Abstract
Background.
Metagenomic next-generation sequencing (mNGS) has been used to uncover unusual causes of infectious diseases but has not been used routinely for the investigation of putative nosocomial outbreaks. Here, we describe the use of mNGS during investigation of a cluster of human rhinovirus (HRV)-positive infections on a high-risk pulmonary ward.
Methods.
We performed mNGS on 6 midnasal turbinate swabs from 4 case-patients and 10 swabs from 9 control outpatients that tested positive for enterovirus/rhinovirus by the FilmArray system.
Results.
HRV reads were recovered in 15 (94%) of the 16 samples sequenced. Phylogenetic analysis of HRV whole genomes from the 4 case-patients and 5 outpatient controls along with partial genomes from additional outpatient controls revealed that isolates from the case-patients were not directly related and that the 2 closest case HRV genomes had an estimated time to most recent common ancestor of 172 years. Our turnaround time from receipt of the sample to phylogenetic analysis was 24 hours.
Conclusions.
We found the use of mNGS downstream of a rapid polymerase chain reaction respiratory panel during an investigation of 4 hospital-acquired rhinovirus infections to rapidly dispel concern of a single-source transmission event.

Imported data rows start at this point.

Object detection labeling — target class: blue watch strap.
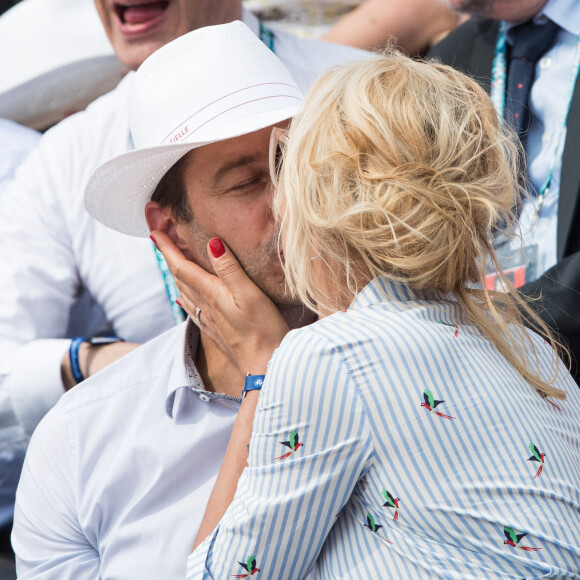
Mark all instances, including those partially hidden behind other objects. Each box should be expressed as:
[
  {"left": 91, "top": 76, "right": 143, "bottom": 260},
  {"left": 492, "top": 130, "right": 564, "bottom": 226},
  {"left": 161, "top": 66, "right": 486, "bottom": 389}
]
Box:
[
  {"left": 68, "top": 336, "right": 123, "bottom": 385},
  {"left": 242, "top": 373, "right": 266, "bottom": 399},
  {"left": 68, "top": 336, "right": 88, "bottom": 384}
]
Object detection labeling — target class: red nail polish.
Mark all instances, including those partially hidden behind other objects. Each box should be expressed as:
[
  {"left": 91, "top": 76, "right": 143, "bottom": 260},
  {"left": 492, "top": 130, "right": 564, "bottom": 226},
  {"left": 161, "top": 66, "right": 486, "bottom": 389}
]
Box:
[{"left": 209, "top": 238, "right": 226, "bottom": 258}]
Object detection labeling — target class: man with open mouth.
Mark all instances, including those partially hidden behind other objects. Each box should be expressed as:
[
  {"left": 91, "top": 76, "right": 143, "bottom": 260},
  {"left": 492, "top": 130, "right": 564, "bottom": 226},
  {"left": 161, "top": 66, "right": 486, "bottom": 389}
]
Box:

Keywords: HPIV3, human parainfluenza 3 virus, mNGS, next-generation sequencing, respiratory virus, rule out outbreak.
Respiratory illness is a major burden throughout the world, and rhinoviruses are the most common pathogen detected in cases of adult community-acquired pneumonia and pediatric respiratory disease [1, 2]. Most diagnostic respiratory polymerase chain reaction (PCR) panels fail to discern beyond the genus level for enteroviruses and rhinoviruses, which leaves the possibility that genotype-specific clinical phenomena are missed. Metagenomic next-generation sequencing (mNGS) of clinical samples is a promising approach for rapidly recovering pathogen sequences both for detection and epidemiological determination of transmission [3, 4].

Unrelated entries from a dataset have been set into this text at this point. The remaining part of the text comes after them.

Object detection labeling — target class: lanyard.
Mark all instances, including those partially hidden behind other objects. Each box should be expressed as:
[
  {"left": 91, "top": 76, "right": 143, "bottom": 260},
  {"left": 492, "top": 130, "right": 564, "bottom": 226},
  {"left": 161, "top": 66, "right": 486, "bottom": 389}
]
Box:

Here, we describe mNGS of enterovirus/rhinovirus samples downstream of a rapid PCR respiratory panel to dispel concern of a possible single-source transmission event. Convenience sampling of existing specimens from outpatients who tested positive for rhinovirus by a rapid PCR panel provided a ready-made set of controls. This approach requires approximately 24 hours from sampling to receipt of results to ascertain whether PCR panel–positive isolates are linked.
OUTBREAK DESCRIPTION
Seattle Children’s Hospital is a 371-bed quaternary care pediatric facility located in Seattle, Washington, that serves patients aged 0 to 21 years with a wide variety of acute and chronic health issues. Respiratory virus testing on midnasal turbinate swabs is performed routinely for symptomatic patients using the FilmArray assay (BioFire Diagnostics, Salt Lake City, UT).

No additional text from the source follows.